We here at The A.V. Club have seen our fair share of demented robots. Over the years, we’ve found ourselves confronted with inventions ranging in grim design from “chattering, wide-eyed dental school robot” to “crying, bleeding child-shaped medical robot” and the dreams of infinite human feet that preoccupies at least one synthetic version of a mind.
And yet, despite this precedent, we are still in awe of the latest mechanical oddity to capture our attention: A foot-tickling robot called, appropriately enough, TickleFoot.
In the words of a New Scientist article about this freakish invention, TickleFoot is “a machine designed to create the optimal stimuli for tickling feet” that “could serve as a stress reliever by inducing uncontrolled laughter.”
Thanks to the efforts of a University Of Auckland team led by Don Samitha Elvitigala, TickleFoot has been deployed to add a little je ne sais quoi to the experience of wearing a shoe by allowing anyone to slip a 3D-printed insole into their footwear. With a diabolical intent to tickle that in bygone times would have been attributed to a mischievous invisible goblin with a lolling tongue, the TickleFoot employs its “three tickling actuators” to target scientifically determined ticklish spots on the soles.
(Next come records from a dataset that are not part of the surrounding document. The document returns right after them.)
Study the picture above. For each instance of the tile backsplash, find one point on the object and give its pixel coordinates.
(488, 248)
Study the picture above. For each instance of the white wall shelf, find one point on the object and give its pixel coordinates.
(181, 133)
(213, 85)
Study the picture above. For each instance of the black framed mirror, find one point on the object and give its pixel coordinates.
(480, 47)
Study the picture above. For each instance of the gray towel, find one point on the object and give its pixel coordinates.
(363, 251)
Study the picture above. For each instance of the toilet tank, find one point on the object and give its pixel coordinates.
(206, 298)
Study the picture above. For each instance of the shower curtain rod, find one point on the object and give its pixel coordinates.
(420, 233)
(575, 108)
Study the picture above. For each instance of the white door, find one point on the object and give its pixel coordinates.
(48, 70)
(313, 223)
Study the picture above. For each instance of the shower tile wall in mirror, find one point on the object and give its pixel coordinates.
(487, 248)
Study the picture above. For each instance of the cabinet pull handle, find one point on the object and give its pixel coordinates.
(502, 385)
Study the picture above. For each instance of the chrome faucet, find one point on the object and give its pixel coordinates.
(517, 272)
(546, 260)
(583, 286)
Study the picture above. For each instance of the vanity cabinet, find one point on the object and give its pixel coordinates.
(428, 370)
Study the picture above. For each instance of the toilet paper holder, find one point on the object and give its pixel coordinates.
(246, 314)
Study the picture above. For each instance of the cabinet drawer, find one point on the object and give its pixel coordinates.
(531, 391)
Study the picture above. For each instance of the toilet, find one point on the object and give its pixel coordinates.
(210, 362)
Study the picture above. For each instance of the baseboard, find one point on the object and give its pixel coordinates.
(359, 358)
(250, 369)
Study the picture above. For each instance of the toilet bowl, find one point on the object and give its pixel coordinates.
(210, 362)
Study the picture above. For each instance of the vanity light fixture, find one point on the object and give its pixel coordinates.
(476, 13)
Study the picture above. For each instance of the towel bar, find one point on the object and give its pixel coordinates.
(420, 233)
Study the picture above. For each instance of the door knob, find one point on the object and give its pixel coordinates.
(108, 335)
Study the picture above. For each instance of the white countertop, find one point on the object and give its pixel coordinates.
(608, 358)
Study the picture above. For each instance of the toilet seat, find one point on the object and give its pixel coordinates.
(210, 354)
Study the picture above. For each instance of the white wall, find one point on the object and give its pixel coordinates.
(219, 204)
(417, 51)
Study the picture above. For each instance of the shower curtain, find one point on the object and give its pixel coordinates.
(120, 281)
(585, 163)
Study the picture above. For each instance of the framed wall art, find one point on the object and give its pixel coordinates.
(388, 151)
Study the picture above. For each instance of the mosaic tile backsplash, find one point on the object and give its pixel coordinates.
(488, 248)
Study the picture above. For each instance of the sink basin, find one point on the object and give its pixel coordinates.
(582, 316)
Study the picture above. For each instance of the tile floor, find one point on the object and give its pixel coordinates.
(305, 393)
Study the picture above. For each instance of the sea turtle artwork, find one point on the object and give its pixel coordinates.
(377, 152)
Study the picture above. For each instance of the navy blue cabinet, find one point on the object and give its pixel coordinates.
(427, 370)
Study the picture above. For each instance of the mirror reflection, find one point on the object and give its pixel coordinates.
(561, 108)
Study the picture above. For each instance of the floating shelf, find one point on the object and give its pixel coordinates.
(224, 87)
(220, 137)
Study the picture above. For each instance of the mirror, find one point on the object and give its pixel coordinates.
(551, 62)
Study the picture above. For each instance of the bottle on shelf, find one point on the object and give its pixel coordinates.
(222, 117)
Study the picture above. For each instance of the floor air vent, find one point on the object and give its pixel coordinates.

Elvitigala’s team determined these spots by recruiting 13 people for a study that gauged reactions to foot-tickling. With this precious information in hand, they were able to create the TickleFoot to provide one hour of battery-powered, fully autonomous foot manipulation at a time.
As to why this work has been done, another scientist cited in the article, Marlies Oostland, says that “tickling research can yield new knowledge about the operation of the brain.” Elvitigala, for his part, “believes that the TickleFoot may be useful as a way to provide remote social interaction between couples or as a stress-relieving device.”
How, exactly, willfully subjecting our feet to the unknowable whims of a foot-loving robot is meant to reduce stress is hard to say, but so much time spent on the internet makes us confident in stating that there are plenty of people out there eager to give the TickleFoot a shot regardless.